В общем, ляпнул, конечно… Но сказать что-то было будто необходимо. Я тихонько поднялся на ноги и проморгался, ожидая, что видение рассеется. Но могилка никуда не делась. Белёсый камень с чёрно-белым оттиском в центре проступал сквозь сумерки, как царапина на дверце матово чёрного мерседеса: отчётливо и не к месту. Пришлось задумчиво почесать подбородок, прежде чем подойти ближе. Внутренний голос молчал, словно поражённый неожиданной находкой.

– Вот он где, твой Саддыков! – вдруг выпалил он и рассмеялся с несвойственной истеричностью.

– Заткнись, сволочь. – ответил я и приблизился к обелиску. На улице уже зажглись фонари, но свет их едва пробивался сквозь вздымавшиеся за спиной заросли, и мне пришлось достать телефон. Экран загорелся синим и осветил могилку. Тогда-то я и разглядел оттиск.

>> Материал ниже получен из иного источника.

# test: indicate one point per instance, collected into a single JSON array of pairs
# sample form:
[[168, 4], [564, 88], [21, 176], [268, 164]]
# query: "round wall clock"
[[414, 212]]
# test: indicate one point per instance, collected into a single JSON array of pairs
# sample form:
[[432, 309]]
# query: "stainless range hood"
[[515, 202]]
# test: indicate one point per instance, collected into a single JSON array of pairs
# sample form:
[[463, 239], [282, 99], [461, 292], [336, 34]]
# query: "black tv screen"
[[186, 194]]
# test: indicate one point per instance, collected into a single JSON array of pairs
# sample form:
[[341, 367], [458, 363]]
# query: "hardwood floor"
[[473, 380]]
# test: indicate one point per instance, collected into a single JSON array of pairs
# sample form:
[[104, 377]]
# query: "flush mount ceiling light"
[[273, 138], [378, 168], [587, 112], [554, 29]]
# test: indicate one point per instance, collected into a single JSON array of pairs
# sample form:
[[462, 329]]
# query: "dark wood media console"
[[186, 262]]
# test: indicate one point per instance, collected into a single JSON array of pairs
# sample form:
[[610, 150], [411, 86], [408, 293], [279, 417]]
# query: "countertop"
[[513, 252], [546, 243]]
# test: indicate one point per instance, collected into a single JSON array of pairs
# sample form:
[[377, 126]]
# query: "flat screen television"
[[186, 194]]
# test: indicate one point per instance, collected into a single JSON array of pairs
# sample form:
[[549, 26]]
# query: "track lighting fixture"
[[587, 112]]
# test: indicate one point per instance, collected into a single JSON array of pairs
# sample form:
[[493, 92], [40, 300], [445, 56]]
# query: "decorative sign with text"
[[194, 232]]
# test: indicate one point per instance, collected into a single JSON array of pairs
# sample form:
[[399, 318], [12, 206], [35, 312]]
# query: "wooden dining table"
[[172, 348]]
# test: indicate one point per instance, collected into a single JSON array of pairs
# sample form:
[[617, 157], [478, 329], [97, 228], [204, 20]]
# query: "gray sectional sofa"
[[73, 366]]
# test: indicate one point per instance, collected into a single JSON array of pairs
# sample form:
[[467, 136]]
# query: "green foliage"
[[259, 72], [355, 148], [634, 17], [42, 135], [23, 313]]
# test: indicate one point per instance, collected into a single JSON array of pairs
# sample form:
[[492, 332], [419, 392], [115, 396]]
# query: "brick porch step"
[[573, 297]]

Право, не возьмусь сказать, что мне стало бы легче, если бы надгробие украшал портрет Саддыкова или его супруги. Однако увиденное, честное слово, повергло меня в замешательство. На могилке красовалось изображение Гурмана: довольного, юного и улыбающегося. Совсем не такого, каким я его запомнил. Впрочем, это неважно, ведь то, несомненно, был он. Доказательством тому служила гравировка его имени большими заглавными буквами, а ниже подпись: «Слуга, любимец, друг».

– Хрень. – выдавил я – Натуральная хрень… Со всеми вытекающими… –

Тревожное сердечко суеверно ёкнуло, и я по привычке с силой прикусил большой палец. Из-за опьянения вышло сильнее, чем обычно. Пришлось глотнуть ещё немного. На сей раз в желудок упало сразу два камня.

– Ой, да не дури ты. – сказал я себе – Ты ж его трогал. Пса то. Твёрдый он. И тёплый. Значит живой. А всё остальное значения не имеет. –
Внутренний голос подтвердил, что так оно и есть, но его замечания не придали особой уверенности.

– В конце концов, может, Саддыков просто свихнулся на старости лет? Поехал кукухой. С кем не бывает? Вот и наворотил. –

Я помолчал.

– Так оно, конечно, и было. Саддыков был человек со странностями. Мог и такое устроить. Только вот зачем хоронить ещё живую собаку? Что за игры со смертью? –

Стало как-то не по себе. Свет от смартфона упал на надгробный фундамент, и я увидел, что в самом его центре расположено широкое отверстие размером со старую советскую форточку. Это «окно в иной мир», как ни странно, меня не напугало. Наверное, потому, что имело форму прямоугольника и было аккуратно забетонировано по краям, а значит не походило на проделки собаки-упыря. Оно больше напоминало канализационный колодец или шахту вентиляции.

Наклонившись, я попробовал туда заглянуть, но ничего не увидел. Разве что учуял. Запахи псины, соломы и тряпья поднимались из глубины, словно на дне могилы располагался не гроб, а конура. Я неудовольственно поморщился и вдруг почувствовал на себе чей-то пристальный взгляд. Резко обернувшись, я направил экран смартфона в сторону яблоневых зарослей и увидел Гурмана. Пёс стоял на углу бани и внимательно глядел мне в глаза. По человечески так глядел, понимающе как-то. Потом, перемявшись с лапы на лапу, он что-то буркнул и подошёл.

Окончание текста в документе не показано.